Namun abrasi zaman akhirnya mengikis semangat itu dan hanya menyisakan wujud lain dari momentum sejarah ini. Umat hari ini hanya mengenang Rasulnya  dengan ritual-ritual hambar yang selalu diulang sepanjang tahun tanpa ada efek berarti.  Atau terjebak dalam perdebatan yang juga tidak menghasilkan apa-apa.  Sebagian menentang dan menyesatkan namun sebagian lain bersikukuh dengan keyakinan yang ada. Sepanjang tahun kita selalu disuguhkan menu yang sama. Momentum ini hanya dijadikan ibarat jamuan yang mengenyangkan sesaat, bertahan satu dua hari. Adapun setelah itu basi lalu dibuang. 
Momentum ini diperingati setiap tahun, namun tak berbekas apa-apa. Sementara wajah umat Islam kian hari makin  penuh luka, berlepotan darah dan air mata, babak belur menjadi bulan-bulanan musuh. Palestina masih menjadi PR besar yang belum terselesaikan. Suriah masih menjadi arena pembantaian rezim tirani. Bangsa Arab hanya terdiam dan sebagiannya berbisik-bisik mencibir saudaranya Mesir yang tengah tertatih berjuang dan berdiri menyelamatkan revolusi. Umat Islam masih saling sikut satu sama lain mempertahankan pebedaan pandangan. Sebagiannya memilih beruzlah menshalihkan diri sementara membiarkan kemanusiaan terkapar menyedihkan. Sungguh , Rasulullah di penghujung nafasnya masih menitikkan air mata memikirkan nasib umatnya. Masih pantaskah kita dengan cara ini mengaku cinta kepada Rasulullah?
Sudah saatnya kita mengenang momentum ini  dengan cara yang berbeda. Saatnya kita perlu menjemput kembali risalah kenabian ini dari awal.  Ketika kebatilah runtuh berkeping di hadapan kebenaran. 

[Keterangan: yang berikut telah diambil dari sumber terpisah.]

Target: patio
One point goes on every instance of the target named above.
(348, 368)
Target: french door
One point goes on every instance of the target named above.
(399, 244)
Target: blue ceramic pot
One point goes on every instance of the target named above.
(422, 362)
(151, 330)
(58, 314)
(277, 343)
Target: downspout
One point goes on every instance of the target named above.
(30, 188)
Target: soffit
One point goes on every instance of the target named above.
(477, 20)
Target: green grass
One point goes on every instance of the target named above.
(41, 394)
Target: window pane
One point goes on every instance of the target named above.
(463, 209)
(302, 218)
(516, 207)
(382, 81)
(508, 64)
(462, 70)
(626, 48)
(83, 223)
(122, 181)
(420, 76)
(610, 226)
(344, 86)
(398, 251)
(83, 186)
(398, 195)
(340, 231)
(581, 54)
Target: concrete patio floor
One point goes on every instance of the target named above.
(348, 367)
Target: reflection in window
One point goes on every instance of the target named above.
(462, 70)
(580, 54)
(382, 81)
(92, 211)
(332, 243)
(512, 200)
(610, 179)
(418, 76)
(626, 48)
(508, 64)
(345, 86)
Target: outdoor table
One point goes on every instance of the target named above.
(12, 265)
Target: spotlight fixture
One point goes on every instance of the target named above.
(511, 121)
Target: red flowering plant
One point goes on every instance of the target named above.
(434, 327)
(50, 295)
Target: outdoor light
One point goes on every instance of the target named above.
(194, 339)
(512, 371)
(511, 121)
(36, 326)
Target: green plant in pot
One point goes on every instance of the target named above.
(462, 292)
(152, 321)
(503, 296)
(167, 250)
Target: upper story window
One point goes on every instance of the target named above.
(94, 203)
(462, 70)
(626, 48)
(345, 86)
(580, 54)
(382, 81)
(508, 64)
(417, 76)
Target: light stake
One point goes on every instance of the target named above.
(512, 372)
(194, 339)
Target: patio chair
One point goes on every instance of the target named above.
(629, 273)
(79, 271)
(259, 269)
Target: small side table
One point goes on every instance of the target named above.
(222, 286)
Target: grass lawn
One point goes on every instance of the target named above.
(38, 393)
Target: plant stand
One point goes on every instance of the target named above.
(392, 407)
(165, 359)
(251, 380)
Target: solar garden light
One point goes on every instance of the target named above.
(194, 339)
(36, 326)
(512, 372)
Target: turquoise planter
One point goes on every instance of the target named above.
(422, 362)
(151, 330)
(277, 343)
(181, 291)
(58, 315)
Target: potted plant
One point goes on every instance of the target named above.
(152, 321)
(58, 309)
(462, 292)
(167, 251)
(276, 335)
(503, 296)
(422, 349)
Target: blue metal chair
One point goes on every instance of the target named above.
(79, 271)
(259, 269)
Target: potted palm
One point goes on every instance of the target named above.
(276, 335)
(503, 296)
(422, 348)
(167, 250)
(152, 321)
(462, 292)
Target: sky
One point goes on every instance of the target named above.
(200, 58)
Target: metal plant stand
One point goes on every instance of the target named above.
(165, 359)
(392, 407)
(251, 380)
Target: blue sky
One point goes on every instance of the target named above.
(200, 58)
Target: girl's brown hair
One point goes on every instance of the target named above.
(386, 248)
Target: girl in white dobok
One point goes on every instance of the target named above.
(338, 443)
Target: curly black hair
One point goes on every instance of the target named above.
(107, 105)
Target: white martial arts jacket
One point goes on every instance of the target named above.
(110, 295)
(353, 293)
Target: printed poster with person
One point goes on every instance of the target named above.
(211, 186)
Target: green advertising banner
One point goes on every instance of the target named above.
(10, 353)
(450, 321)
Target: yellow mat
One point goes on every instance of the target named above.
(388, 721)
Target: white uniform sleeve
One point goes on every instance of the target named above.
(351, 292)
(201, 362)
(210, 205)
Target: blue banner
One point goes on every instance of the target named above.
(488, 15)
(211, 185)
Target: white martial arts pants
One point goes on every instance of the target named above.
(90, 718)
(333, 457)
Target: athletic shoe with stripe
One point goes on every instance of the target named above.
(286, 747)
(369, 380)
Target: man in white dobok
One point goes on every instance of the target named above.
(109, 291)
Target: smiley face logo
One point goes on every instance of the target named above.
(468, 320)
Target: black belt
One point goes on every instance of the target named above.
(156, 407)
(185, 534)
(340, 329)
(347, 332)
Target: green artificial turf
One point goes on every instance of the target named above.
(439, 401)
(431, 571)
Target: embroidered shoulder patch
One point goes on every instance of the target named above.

“Katakanlah: telah datang Al-Haq (kebenaran) dan telah musnahlah kebatilan. Sesungguhnya kebatilan itu sesuatu yang pasti lenyap.” (QS. Al-Isra’ :81)
Namun permasalahan kita adalah ketika barisan perjuangan ini sampai di persimpangan. Ketika visi terurai dalam keberagaman misi. Mampukah kita tetap terjalin dalam satu simpul yang sama? Bisakah kita saling mengisi dalam menyempurnakan bangunan kebangkitan? 
Sudah saatnya kita memaknai momentum ini dengan sesuatu yang berbeda tapi berarti.